Tarım ve toprak. Kirlilik kontrolü, toprak ıslahı, humus ve yeni tarım teknikleri.
Janic
Econologue uzmanı
Econologue uzmanı
mesajlar: 19224
yazıtı: 29/10/10, 13:27
Yer: bordo
x 3491




yılından beri Janic » 11/09/12, 08:57

Janic yazdı:
Ama orada Obamot'a katıldım,

bu zamanlarda pek değil .... ahahah ....

Çok iyi biliyorsunuz ki, benzerliklerimiz olsa da farklılıklarımız var ve bu şimdilik esas olarak farklılıklarla ilgili.

Janic yazdı:
Organik ürünlerin resmileştirilmesinden bu yana, bu, ürünün gerçek nihai kalitesinden daha yüksek fiyatlarla satış yapmakla daha fazla ilgilenen yetiştiricilere kapıyı açtı. Ancak herkesi aynı sepete koymamalıyız

Tamam, ama bunu söylemedim, "geleneksel" ürünlerin organoleptik niteliklerinin daha iyi olduğunu (REACH'ten beri bile iyi ila çok iyi) daha dikkatli olduklarını söylemiştim ...

REACH, kimyasalların oluşturduğu risklerin değerlendirilmesi ve yönetilmesi ve kullanıcılarına yeterli güvenlik bilgileri sağlanması konusunda endüstriye sorumluluk yüklemektedir.
http://ec.europa.eu/enterprise/sectors/ ... dex_fr.htm
Bu, bir tecavüzcüden kurbanına saygı duymasını istemek gibidir; uyuşturucu endüstrisinde (ya da diğer endüstrilerde) işe yaramaz. Aynı anda hem yargıç hem de taraf olamazsınız!
Yetiştiricilerin bitki sağlığı maliyetleri ve karlarındaki düşüş nedeniyle baskı altında kalması nedeniyle de olsa, tarım ve gıda endüstrisinin çaba gösterdiğine katılıyorum. Böylece, ön plana çıkan ve "bunu bilmeyen..." kullanıcıları tarafından kınanan tedavilerle bağlantılı hastalıklar nedeniyle de olağan "çöpü" azaltıyorlar. » aynen

Janic yazdı:
Demeter'in aktardığı ve tam olarak organik gelişimin temelinde yer alan diğerleri gibi.

Evet, bu ... Demeter, herkese uyduğuna sevindim ...

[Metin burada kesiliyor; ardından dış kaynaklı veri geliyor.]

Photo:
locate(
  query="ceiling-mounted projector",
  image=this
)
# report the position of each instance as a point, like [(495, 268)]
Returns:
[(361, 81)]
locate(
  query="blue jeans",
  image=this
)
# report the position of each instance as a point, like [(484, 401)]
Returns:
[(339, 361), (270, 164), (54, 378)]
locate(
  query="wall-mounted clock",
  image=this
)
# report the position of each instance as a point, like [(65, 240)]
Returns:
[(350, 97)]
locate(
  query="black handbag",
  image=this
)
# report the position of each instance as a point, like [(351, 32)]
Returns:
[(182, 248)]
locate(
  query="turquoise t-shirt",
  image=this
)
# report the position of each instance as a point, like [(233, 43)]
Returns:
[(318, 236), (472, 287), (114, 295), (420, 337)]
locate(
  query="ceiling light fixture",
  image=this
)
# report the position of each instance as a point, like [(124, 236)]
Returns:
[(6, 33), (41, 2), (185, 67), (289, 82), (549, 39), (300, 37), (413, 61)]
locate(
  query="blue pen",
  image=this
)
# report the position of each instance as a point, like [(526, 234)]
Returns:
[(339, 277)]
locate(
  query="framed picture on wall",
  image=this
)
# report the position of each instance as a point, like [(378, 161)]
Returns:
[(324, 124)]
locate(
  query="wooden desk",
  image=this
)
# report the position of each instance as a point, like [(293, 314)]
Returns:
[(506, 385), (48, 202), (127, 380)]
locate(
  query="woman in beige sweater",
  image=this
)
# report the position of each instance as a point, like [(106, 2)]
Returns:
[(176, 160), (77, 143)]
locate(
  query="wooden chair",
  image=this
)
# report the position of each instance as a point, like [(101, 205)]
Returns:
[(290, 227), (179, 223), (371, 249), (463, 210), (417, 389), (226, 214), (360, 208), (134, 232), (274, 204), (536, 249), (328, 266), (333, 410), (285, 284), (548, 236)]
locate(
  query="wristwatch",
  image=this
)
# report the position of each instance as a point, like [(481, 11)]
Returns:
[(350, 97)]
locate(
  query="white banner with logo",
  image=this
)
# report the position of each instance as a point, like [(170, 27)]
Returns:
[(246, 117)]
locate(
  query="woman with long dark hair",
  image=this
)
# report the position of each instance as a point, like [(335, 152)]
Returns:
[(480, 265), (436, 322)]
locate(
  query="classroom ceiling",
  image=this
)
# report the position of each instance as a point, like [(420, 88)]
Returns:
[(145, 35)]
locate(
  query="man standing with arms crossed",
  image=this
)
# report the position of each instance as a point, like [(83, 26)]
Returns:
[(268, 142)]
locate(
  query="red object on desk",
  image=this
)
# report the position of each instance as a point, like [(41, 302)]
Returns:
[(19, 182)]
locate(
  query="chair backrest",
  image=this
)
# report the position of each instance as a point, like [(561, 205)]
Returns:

Ancak herkesi memnun etmeyen felsefi bir yaklaşım olan antroposofiyi takip ettiği için çok yaygın değil.
Janic yazdı:
Artık şu anda en iyinin değil, en az kötü olanın seçimi çünkü kirlilik dünyanın tüm yüzeyini işgal etti.

Kararınıza göre, bizi korkutmaktan hoşlanıyorsunuz ... Hayır, tüm gezegen değil, çünkü fakir köylüler bu ürünleri satın alma imkanına sahip değiller, bu yüzden "farklı" yapıyorlar ... Ve diğerleri daha dikkatli ve daha az koyduğu için, çünkü tadı öldürüyor.

Bu bir yanılsama değil! Artık yasaklanan DDT, onlarca yıl sonra bile Eskimo sütünde hala önemli miktarlarda bulunuyordu. Bu zehirlenmeyi ve bu kirlilikten korunduğu varsayılan bu popülasyonlarda endokrin bozucular içeren diğer ürünleri gösteren bir Kanada belgeseli var. Örnek :
http://www.humanite.fr/node/379989
vb ...
Anne sütü mercek altında




Dünya Doğayı Koruma Vakfı'nın bir raporu, anne sütünde toksik maddelerin varlığına ilişkin tartışmayı yeniden alevlendiriyor.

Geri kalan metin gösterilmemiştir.